In estimating the potential impact of the mythical Chinese plan to divert the Brahmaputra River based on river basin data, it is very easy to conclude that the repercussions would be huge, given that 50 percent of the river basin of Brahmaputra is in Chinese territory. However, river basin data can be very deceptive as they are not equivalent to water discharge data, which are a better indicator of the potential impact of water projects along the river.

While China has the largest spatial share of the basin at over 50 percent, it generates only 22-30 percent of the total basin discharge. This is attributable to Tibet’s cold desert climate and the very low annual rainfall. In contrast, the Indian section of the basin, covering 34.2 percent of the basin area, contributes 39 percent of the total discharge. Equally significant is the contribution from Bhutan, which accounts for 6.7 percent of the total basin area but generates 21 percent of the system output. Isabel Hilton, editor of Chinadialogue, has argued that only 14 percent of the Brahmaputra’s flow is generated in China; the other 86 percent comes from India. Given the existence of major border disputes in Southern Tibet (Arunachal Pradesh in India), which also forms part of the river basin for Brahmaputra River, as well as the huge difference in water flow between dry and monsoon seasons, it is very difficult to have a precise and actuate measurement of China’s contribution to total water flows in the Brahmaputra River. Nonetheless, it is generally agreed that China’s contribution is much smaller compared to its share of the river basin.

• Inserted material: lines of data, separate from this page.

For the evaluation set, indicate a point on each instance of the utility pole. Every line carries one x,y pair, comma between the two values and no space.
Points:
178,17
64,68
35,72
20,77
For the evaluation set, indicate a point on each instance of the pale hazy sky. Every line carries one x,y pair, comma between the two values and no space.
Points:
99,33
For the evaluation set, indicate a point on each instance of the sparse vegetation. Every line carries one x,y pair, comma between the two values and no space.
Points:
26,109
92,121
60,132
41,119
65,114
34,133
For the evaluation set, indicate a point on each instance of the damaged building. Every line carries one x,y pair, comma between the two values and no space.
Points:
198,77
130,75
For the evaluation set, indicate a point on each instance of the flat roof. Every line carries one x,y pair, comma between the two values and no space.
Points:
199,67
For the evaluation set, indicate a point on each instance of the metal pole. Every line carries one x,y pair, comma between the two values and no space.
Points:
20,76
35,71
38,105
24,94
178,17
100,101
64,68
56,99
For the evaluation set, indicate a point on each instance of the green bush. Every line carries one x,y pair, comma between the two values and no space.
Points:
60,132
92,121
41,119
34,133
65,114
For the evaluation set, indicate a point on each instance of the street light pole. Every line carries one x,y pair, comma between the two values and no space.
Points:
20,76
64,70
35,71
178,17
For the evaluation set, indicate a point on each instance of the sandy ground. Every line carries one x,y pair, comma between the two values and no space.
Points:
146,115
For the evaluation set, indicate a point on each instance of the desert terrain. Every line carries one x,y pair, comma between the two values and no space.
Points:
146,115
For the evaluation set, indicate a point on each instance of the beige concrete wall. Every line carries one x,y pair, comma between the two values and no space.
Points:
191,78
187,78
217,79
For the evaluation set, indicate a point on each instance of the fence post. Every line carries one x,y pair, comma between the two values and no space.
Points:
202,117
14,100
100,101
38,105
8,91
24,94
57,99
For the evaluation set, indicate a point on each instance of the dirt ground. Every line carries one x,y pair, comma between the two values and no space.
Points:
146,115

Next, even if the radical GWWDP were implemented, not all of the water of the Brahmaputra River generated in Chinese territory would be diverted. In fact, the project would divert only around 20 percent of the total water flows of six rivers in southwestern China, including the Mekong, Brahmaputra River, and Salween. As for the Brahmaputra River, even to discard the proposed water diversion volume, at maximum, around 50 percent of the water discharged will be affected as the diversion plan would start roughly in the middle part of the Brahmaputra River in Chinese borders. This is to say, even when 100 percent of the water at that point was diverted-an impossible scenario, it would only affect around 50 percent of the total water discharge originated from China.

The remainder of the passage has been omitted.